Linens ‘n Things said it has filed for protection under Chap. 11 of the US Bankruptcy Code in the US Bankruptcy Court for the District of Delaware. The company’s financial restructuring plans include closing 120 underperforming stores.
Linens ‘n Things’ decision to file for Chapter 11 protection was driven largely by the impact of the current economic downturn on the company’s operating performance, according to a statement from the company. The filing pertains only to Linens ‘n Things US operations. The company’s Canadian stores, which are among the strongest performers in the chain, are not affected. As of December 29, 2007, Linens ‘n Things operated 589 stores in 47 states and seven provinces in the US and Canada.
“The significant deterioration in the mortgage, housing and credit markets and the resulting impact on the retail marketplace, particularly the home sector, has overwhelmed the operating and merchandising improvements that the company has made over the past two years,” said Robert J. DiNicola, executive chairman at Linens ‘n Things, in a statement.
This is a new title for DiNicola.

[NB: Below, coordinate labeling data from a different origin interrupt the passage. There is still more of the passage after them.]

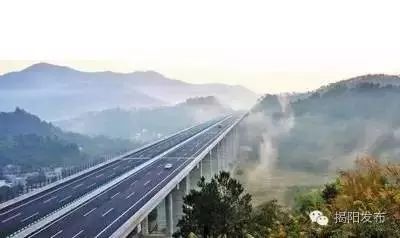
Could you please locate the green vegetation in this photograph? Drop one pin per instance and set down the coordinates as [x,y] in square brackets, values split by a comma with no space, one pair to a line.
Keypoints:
[336,123]
[31,143]
[222,209]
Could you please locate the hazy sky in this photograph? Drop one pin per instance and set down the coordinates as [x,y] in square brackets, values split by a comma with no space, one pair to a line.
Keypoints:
[267,46]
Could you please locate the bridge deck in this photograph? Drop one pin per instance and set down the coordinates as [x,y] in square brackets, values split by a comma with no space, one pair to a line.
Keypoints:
[25,212]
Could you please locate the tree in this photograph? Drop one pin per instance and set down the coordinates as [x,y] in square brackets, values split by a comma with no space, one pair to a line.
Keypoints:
[220,208]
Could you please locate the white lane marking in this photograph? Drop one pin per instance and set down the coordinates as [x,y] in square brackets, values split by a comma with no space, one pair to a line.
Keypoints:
[56,234]
[48,200]
[103,192]
[67,197]
[86,214]
[77,186]
[151,190]
[143,197]
[105,214]
[55,190]
[10,218]
[113,196]
[91,185]
[146,183]
[130,195]
[77,234]
[27,218]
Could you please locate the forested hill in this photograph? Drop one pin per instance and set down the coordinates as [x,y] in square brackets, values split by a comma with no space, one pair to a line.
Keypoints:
[21,122]
[28,141]
[339,122]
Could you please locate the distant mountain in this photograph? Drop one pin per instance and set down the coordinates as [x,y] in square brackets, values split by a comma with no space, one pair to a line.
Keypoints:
[28,141]
[56,92]
[146,124]
[337,123]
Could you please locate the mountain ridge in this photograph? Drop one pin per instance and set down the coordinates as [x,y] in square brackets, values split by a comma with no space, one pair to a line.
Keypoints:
[59,92]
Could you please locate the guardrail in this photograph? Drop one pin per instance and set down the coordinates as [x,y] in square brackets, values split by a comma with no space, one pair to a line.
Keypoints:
[144,211]
[64,210]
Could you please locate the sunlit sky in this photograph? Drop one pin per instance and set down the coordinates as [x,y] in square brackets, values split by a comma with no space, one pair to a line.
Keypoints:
[267,46]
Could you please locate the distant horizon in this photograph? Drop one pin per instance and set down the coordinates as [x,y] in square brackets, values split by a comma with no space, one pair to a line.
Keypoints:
[101,66]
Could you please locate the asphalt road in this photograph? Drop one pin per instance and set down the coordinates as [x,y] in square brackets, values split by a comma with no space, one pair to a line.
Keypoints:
[104,214]
[25,212]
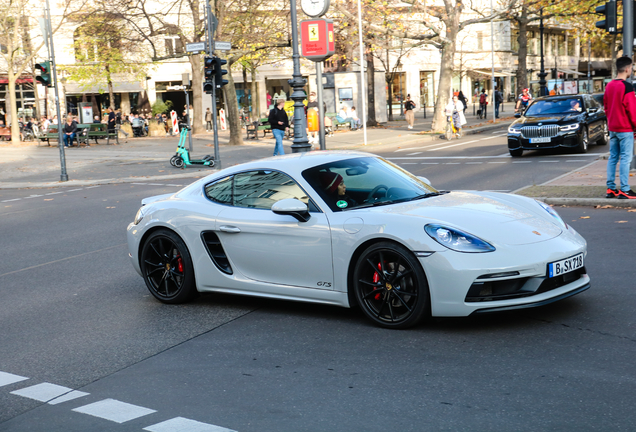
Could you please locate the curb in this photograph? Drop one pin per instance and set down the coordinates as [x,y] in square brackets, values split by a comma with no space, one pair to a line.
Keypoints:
[589,202]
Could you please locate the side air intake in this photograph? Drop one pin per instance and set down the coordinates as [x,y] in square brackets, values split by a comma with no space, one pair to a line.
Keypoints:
[216,252]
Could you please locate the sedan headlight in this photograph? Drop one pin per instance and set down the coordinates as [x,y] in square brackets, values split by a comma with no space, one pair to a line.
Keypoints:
[553,213]
[570,127]
[139,216]
[457,240]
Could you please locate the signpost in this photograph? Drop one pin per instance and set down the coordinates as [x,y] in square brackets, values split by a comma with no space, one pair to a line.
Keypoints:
[317,44]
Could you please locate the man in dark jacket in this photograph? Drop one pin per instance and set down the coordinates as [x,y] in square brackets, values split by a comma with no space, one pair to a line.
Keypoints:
[279,122]
[620,106]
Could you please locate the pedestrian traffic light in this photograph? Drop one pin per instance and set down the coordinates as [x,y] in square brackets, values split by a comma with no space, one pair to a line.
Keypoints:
[44,77]
[219,71]
[610,23]
[209,71]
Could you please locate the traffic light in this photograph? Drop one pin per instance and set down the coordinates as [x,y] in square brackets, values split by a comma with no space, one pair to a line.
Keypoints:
[610,23]
[219,81]
[44,77]
[209,71]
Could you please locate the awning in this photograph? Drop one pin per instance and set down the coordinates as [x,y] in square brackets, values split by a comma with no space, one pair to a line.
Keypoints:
[118,87]
[489,73]
[570,72]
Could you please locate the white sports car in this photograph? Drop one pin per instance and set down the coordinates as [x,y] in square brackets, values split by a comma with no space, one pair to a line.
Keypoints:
[349,228]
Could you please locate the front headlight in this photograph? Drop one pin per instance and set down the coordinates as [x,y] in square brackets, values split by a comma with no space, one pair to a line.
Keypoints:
[566,128]
[139,216]
[553,213]
[457,240]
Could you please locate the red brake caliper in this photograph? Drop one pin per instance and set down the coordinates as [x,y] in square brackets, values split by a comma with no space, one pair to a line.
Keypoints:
[376,279]
[180,265]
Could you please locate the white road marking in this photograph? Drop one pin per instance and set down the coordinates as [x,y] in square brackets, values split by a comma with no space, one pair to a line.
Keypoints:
[180,424]
[114,410]
[7,378]
[46,392]
[454,145]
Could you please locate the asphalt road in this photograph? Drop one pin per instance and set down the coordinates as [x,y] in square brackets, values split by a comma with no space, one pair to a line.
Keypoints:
[75,314]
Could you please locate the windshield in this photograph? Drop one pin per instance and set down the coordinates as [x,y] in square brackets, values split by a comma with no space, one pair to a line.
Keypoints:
[365,181]
[555,106]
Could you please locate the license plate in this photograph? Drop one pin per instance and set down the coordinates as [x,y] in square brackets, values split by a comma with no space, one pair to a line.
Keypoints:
[567,265]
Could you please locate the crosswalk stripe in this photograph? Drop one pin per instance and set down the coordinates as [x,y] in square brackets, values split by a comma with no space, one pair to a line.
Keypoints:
[180,424]
[114,410]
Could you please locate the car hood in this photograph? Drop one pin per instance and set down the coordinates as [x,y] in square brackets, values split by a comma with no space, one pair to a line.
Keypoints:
[499,219]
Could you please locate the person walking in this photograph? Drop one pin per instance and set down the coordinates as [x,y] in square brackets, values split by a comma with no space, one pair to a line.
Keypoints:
[409,106]
[620,106]
[498,101]
[280,123]
[208,120]
[483,103]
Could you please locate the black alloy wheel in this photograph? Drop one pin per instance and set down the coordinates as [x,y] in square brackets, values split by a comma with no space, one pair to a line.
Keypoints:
[584,143]
[167,268]
[390,286]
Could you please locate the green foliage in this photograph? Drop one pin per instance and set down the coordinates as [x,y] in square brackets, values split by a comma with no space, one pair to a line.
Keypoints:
[160,107]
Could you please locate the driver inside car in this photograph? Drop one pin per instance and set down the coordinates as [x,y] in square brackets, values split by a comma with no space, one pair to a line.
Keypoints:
[336,190]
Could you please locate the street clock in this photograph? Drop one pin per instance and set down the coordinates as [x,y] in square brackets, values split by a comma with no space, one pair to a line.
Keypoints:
[314,8]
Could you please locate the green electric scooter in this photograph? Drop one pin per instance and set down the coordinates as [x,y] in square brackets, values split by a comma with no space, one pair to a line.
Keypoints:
[181,159]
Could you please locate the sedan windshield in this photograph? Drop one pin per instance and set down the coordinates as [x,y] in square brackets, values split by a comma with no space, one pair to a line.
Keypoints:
[555,106]
[363,182]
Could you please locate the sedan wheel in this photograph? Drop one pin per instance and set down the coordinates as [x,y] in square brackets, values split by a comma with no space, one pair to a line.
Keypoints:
[167,267]
[584,143]
[390,286]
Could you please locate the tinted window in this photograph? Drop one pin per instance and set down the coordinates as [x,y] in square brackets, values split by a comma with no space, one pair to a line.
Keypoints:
[554,106]
[357,182]
[220,191]
[261,189]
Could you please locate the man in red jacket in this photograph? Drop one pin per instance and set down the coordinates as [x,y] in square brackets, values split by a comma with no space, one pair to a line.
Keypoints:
[620,107]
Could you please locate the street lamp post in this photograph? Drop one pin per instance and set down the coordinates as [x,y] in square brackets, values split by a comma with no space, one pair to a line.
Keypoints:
[301,143]
[543,90]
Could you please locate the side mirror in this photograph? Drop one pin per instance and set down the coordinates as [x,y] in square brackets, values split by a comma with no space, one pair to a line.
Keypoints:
[425,180]
[292,207]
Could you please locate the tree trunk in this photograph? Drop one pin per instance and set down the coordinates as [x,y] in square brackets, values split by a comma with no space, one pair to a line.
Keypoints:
[197,94]
[15,125]
[256,103]
[444,86]
[232,115]
[371,121]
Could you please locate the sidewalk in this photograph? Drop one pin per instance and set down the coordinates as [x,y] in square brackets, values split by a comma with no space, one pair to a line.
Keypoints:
[147,159]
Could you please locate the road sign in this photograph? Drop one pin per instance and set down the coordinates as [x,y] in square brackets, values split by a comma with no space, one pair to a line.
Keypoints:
[195,47]
[222,46]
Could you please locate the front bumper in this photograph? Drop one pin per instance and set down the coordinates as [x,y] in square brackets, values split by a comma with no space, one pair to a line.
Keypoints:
[522,283]
[563,139]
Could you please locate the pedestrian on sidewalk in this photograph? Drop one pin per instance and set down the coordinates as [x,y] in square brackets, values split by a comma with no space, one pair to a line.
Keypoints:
[498,101]
[483,103]
[620,106]
[409,106]
[208,120]
[280,123]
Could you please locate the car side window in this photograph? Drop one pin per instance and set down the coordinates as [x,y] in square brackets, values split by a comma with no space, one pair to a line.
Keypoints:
[261,189]
[220,191]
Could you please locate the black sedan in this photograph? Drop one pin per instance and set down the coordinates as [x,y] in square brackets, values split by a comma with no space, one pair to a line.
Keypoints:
[569,121]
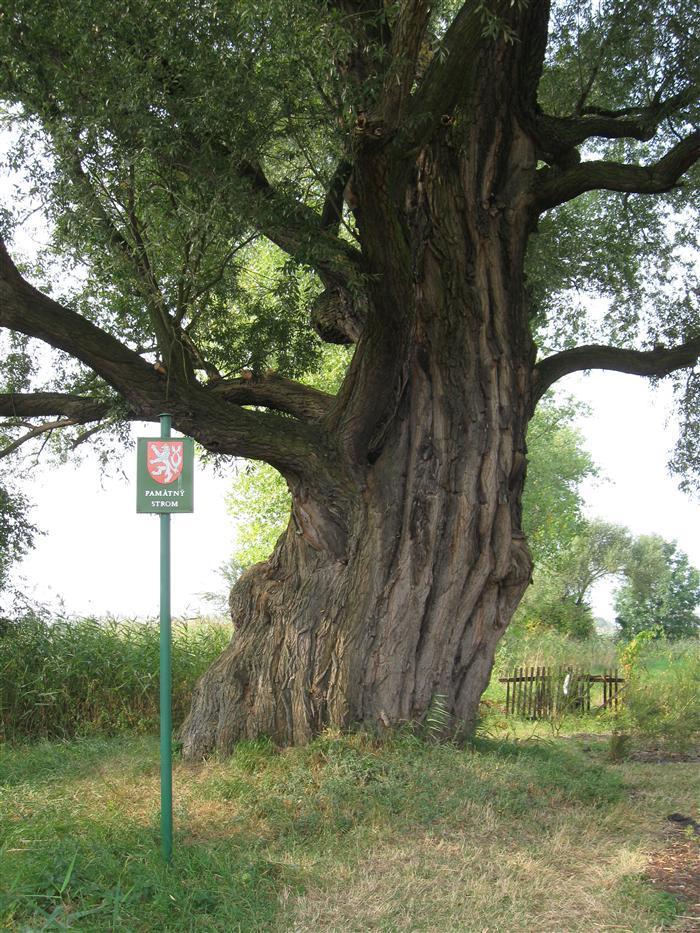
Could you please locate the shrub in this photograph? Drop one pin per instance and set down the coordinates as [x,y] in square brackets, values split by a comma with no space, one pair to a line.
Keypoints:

In the SEC filing related to the Chap. 11 filing, Linens ‘n Things said DiNicola has resigned as president and CEO of the company and remains as chairman. Michael F. Gries, a noted financial restructuring expert and co-founder of Conway Del Genio Gries & Co., has been named chief restructuring officer and interim CEO. David Coder, currently executive VP, store operations, has been appointed president and COO.
By filing for Chap. 11, Linens ‘n Things hopes to restructure its balance sheet, close underperforming stores, revisit certain agreements and position the company for long-terms success.
In conjunction with the filing, Linens ‘n Things has secured $700 million debtor-in-possession financing from General Electric Capital Corp. to help insure the flow of merchandise as the company prepares for the back-to-school and holiday selling seasons.
These closings follow several months of similar news from a wide spectrum of retailers.
Home Depot said earlier in the week it would close 15 stores and scale back growth plans and Disney, having newly regained control of its stores from Children’s Place, said it would close 98 locations.